Wind Energy

Wind Energy

Wind energy is electricity produced by the natural flow of air in the earth’s atmosphere. As a renewable resource that does not deplete with use, its impact on the environment is much less than burning fossil fuels.

Wind energy can be created using a few 2.5 metre long sails, positioned to catch the prevailing wind, which can turn the stone and grind the grain (the windmill). Or it can be an elaborate design, such as a 46-metre-long blade that spins a generator to generate electricity, which is stored in a battery or incorporated into a power distribution system. There are even wind turbines without blades.

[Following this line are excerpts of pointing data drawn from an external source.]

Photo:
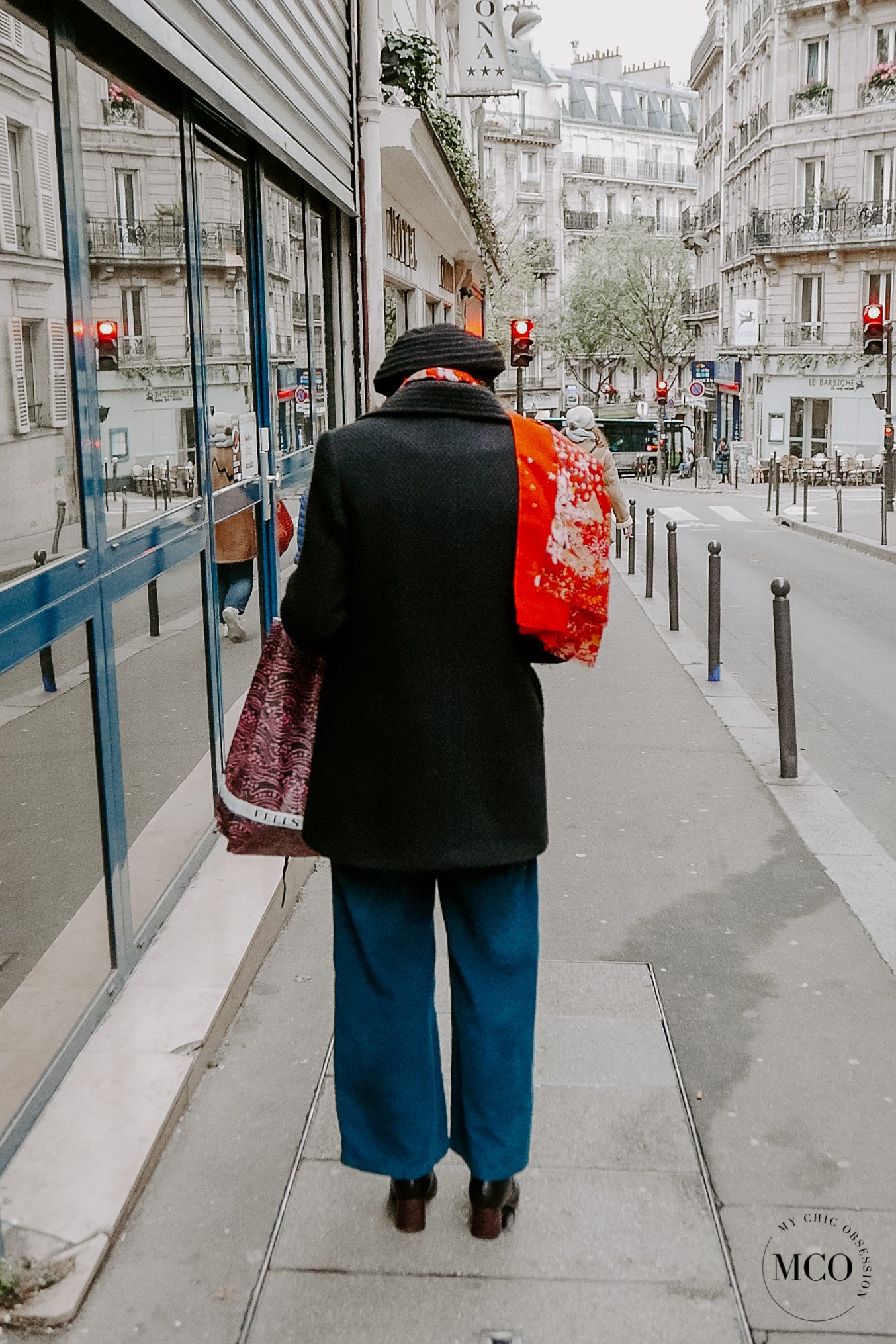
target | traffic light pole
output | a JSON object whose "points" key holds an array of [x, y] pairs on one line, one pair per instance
{"points": [[888, 421]]}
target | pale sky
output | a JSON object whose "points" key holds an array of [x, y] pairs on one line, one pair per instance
{"points": [[645, 31]]}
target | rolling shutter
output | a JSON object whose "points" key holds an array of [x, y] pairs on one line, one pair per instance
{"points": [[48, 225], [18, 370], [57, 337], [7, 197]]}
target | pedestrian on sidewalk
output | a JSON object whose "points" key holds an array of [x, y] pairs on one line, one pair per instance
{"points": [[427, 772], [236, 538], [582, 427]]}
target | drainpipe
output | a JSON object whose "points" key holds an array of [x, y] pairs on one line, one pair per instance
{"points": [[370, 103]]}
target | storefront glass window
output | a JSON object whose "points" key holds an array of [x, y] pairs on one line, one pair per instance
{"points": [[132, 182], [288, 322], [163, 711], [54, 934], [320, 334], [40, 500]]}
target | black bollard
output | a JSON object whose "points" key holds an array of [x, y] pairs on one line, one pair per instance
{"points": [[45, 655], [61, 519], [672, 560], [715, 611], [883, 515], [785, 680], [152, 597], [648, 557]]}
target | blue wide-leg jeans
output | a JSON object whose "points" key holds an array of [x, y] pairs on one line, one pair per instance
{"points": [[388, 1075]]}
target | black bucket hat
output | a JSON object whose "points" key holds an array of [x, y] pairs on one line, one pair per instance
{"points": [[441, 345]]}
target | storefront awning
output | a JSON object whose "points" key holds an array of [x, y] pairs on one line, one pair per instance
{"points": [[420, 179]]}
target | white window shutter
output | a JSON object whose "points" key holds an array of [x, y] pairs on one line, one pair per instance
{"points": [[57, 340], [7, 198], [48, 225], [18, 369], [11, 32]]}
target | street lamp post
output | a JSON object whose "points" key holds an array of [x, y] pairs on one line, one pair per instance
{"points": [[888, 421]]}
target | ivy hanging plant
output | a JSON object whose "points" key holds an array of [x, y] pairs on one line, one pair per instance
{"points": [[412, 64]]}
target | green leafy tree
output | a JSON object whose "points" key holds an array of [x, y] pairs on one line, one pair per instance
{"points": [[622, 300]]}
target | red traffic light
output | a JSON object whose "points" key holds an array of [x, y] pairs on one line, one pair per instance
{"points": [[107, 344], [521, 336], [874, 327]]}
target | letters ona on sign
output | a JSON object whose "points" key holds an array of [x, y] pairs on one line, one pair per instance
{"points": [[484, 65]]}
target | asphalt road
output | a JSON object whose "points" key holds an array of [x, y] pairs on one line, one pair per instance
{"points": [[844, 632]]}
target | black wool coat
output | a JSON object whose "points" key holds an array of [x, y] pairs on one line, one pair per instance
{"points": [[429, 750]]}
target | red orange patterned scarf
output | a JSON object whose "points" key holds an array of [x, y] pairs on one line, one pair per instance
{"points": [[562, 572]]}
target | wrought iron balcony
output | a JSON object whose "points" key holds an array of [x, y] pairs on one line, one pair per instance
{"points": [[872, 96], [514, 126], [816, 228], [699, 302], [803, 334], [812, 103], [593, 221], [136, 350], [157, 240]]}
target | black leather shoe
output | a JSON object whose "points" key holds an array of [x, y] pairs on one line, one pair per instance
{"points": [[495, 1203], [409, 1199]]}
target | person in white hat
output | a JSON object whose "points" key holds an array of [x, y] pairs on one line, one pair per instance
{"points": [[582, 429]]}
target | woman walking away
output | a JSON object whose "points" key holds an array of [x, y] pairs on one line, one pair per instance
{"points": [[427, 772], [582, 427]]}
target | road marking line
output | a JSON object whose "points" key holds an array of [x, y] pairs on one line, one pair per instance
{"points": [[731, 515], [679, 515]]}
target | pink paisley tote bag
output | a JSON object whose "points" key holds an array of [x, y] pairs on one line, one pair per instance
{"points": [[261, 808]]}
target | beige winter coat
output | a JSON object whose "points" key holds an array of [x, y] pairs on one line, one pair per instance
{"points": [[601, 449]]}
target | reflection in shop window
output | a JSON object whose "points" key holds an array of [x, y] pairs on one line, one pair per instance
{"points": [[54, 930], [133, 195], [39, 504], [288, 320]]}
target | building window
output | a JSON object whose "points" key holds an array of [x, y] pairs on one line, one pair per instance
{"points": [[809, 425], [816, 66], [811, 308], [881, 177], [813, 178], [531, 169], [879, 289], [885, 45]]}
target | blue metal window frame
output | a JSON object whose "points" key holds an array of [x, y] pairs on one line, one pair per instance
{"points": [[81, 590]]}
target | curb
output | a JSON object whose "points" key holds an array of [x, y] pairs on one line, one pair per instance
{"points": [[79, 1171], [849, 539], [854, 859]]}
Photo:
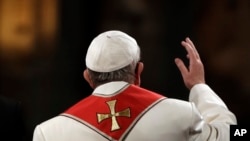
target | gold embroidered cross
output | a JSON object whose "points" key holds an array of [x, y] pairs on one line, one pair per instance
{"points": [[113, 115]]}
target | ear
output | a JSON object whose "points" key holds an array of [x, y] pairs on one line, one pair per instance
{"points": [[138, 72], [87, 78]]}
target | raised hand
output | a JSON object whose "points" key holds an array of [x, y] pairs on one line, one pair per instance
{"points": [[194, 73]]}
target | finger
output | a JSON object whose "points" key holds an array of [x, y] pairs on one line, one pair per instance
{"points": [[190, 50], [181, 66], [188, 40]]}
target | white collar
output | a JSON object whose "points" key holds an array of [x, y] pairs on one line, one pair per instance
{"points": [[110, 88]]}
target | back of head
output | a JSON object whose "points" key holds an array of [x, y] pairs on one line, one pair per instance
{"points": [[110, 53]]}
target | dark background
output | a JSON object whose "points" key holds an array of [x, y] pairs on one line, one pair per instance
{"points": [[48, 79]]}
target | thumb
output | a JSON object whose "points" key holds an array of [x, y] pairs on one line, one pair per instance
{"points": [[181, 66]]}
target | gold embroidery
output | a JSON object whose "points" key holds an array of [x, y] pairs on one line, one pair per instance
{"points": [[113, 115]]}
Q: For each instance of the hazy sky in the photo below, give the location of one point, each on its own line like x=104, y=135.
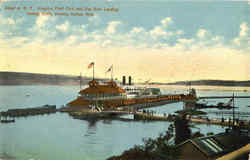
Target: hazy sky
x=159, y=40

Wind energy provides 6% of the world’s electricity needs. Wind energy is growing at a rate of 10% per year and is an important part of most climate change and sustainable development plans in several countries, including China, India, Germany and the United States.

Types of wind energy

  • Wind energy. Large-scale wind projects are designed to be used as a source of energy by utilities. They are similar in scope to coal- or natural gas-fired power plants. Turbines larger than 100 kilowatts are usually installed in multiple units to provide maximum capacity.
  • Offshore wind. These are typically utility-scale wind power projects located in coastal waters. They can generate the energy needed to power large cities (which in most of the United States are concentrated near the coast). According to the US Department of Energy, wind blows more strongly in coastal areas than on land. The potential for offshore wind energy in the United States is more than 2,000 gigawatts of energy, twice the generating capacity of all US power plants. According to the International Energy Agency, global wind power could provide 18 times more energy than is currently used.
  • Small-scale or distributed wind power. This type of wind energy is the opposite of the previous examples. It involves small wind turbines that are used to meet the energy needs of a particular location or area. Sometimes these turbines are connected to the power distribution grid and sometimes they operate autonomously. Small units (5 kilowatts) can meet some or most of a household’s needs, depending on climate and size (20 kilowatts or so). Located in industrial or public facilities, these units are part of a renewable energy system, which may also include solar, geothermal or other energy sources.

Advantages and disadvantages of wind energy


  • If well sited, wind power can produce cheap and environmentally friendly electricity 90% of the time.
  • A wind power plant produces minimal waste, there is also no need for a water supply to cool the equipment and there is no waste water.
  • Once installed, wind turbines have low operating costs.
  • It is a flexible technology: a small turbine can power a house or farm, a large turbine for industrial needs, or a fleet of giant turbines to create a power plant-level energy source for a city.


  • Wind stability can vary. Also, winds that are too weak or too strong will cause the turbine to shut down.
  • Turbines can be noisy, depending on their location, and some people do not like the way they look.
  • Wind turbines harm wildlife, especially birds and bats.
  • Wind turbines have a high initial cost, but pay for themselves relatively quickly.